Теребя лохмотья, будто пытаясь унять волнение, я подмигнул моей дражайшей Ионе.

— Ты говоришь: «Будь кем-то», — сказал я. — Но, любовь моя, как это ни прискорбно для тебя и, увы, для меня, я — Провидец Спарты. Я обзываю себя последним дураком и трусом — я и в самом деле таков. Но не только. Есть во мне еще нечто, и надо думать — лучшее. Я несу в себе абсолютную идею Отрицания. Нет, я не стану помогать тебе убивать спартанцев: со мной или без меня вы все равно потерпите неудачу, погибните, пролив море крови, как и спартанцы в конце концов потерпят неудачу и, как и все мы, погибнут и неизбежно превратятся в пищу для червей. Я же умру с определенным, хотя и бесполезным, достоинством: я ничего не упрощал.

— Напыщенный болван! — прокричала она. — Раньше ты сам первый смеялся над такими.

— Да, я напыщенный болван. Ты права! О жалкий, несчастный зверь! Как я ненавижу самого себя! — И я топнул ногой.

— О всемилостивые боги, — прошипела она, сжимая дверные брусья так, словно собиралась сорвать дверь с петель.

— Но ты же видишь, как все складывается, — мрачно сказал я. — Я умолял тебя бежать. Это был твой единственный достойный выбор, но ты отказалась, потому что решительно и бесповоротно вознамерилась убивать — чувствуя вину по отношению к Доркису или жажду мщения, или же проникнувшись идеями Фалета, или, по крайней мере, переиначив их на свой лад. Ты мыслишь, как спартанцы, — как тебе ни мерзко и ни отвратно признавать это. Тебе непременно надо покорить, уничтожить их. Я понимаю. Понимаю! Созидательное разрушение — наипервейший закон вселенной. Но я говорю вселенной: Нет. «На хуй вселенную!» — речет гневный Агатон. Начхать мне на нее. И потому я отказываюсь покидать эту камеру.

Она сжала губы и покачала головой, в глазах у нее блеснули слезы.

— Ты сам не понимаешь, что говоришь. Ты умираешь, Агатон.

Верхогляд не отрываясь смотрел на меня.
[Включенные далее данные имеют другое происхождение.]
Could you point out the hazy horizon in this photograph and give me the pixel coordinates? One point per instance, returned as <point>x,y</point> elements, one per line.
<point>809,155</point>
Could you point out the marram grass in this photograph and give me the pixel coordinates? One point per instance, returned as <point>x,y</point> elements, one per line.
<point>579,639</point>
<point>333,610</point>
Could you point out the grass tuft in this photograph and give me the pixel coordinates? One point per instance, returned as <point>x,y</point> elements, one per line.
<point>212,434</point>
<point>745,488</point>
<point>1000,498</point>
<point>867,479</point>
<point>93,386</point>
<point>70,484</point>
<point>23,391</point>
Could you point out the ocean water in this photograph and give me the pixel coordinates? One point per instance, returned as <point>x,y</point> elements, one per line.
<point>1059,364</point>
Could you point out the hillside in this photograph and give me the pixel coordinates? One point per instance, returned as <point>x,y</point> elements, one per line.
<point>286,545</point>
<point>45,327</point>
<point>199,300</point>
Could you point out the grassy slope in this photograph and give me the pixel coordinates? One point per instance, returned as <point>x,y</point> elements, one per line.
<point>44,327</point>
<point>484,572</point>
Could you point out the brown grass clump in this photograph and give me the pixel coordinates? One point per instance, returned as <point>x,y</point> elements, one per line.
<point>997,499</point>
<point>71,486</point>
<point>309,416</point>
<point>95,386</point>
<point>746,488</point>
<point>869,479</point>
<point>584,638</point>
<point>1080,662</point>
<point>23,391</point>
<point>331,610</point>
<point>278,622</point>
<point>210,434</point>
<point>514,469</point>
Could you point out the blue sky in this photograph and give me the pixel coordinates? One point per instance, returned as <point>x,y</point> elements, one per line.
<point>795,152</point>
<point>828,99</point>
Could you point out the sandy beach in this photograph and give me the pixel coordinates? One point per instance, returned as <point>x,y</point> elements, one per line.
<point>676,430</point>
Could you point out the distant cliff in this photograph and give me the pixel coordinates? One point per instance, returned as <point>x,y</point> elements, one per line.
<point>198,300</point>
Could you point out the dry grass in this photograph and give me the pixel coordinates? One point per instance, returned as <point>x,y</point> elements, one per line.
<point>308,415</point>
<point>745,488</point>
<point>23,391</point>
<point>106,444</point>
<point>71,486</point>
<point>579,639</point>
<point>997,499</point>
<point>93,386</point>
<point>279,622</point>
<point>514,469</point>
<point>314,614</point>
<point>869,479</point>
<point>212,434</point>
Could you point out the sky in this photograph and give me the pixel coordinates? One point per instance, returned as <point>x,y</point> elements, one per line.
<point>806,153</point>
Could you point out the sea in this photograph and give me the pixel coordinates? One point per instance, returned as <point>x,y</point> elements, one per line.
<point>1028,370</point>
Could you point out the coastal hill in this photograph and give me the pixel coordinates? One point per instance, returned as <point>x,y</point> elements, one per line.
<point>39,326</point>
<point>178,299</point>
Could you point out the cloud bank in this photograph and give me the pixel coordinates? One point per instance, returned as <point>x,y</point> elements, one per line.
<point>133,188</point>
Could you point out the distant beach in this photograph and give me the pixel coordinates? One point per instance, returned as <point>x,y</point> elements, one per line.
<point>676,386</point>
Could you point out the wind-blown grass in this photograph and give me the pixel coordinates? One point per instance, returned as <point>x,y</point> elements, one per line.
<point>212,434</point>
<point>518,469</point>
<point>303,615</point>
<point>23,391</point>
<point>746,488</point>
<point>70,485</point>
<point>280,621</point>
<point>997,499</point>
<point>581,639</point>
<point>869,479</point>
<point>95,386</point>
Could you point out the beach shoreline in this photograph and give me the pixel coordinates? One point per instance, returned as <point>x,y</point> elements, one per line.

Серьезный и, как мне показалось, странно красивый, с затаенной печалью в глазах.

— Ну что ж, поцелуй меня на прощание, Иона, — сказал я. — Давай, давай! — Я криво улыбнулся и протиснул голову меж брусьев.

Она крепко зажмурилась, и я заметил, что она колеблется, не решаясь сделать какой-либо выбор. А может, ей просто был омерзителен мой запах. И все-таки она поцеловала меня. Грудь моя наполнилась болью.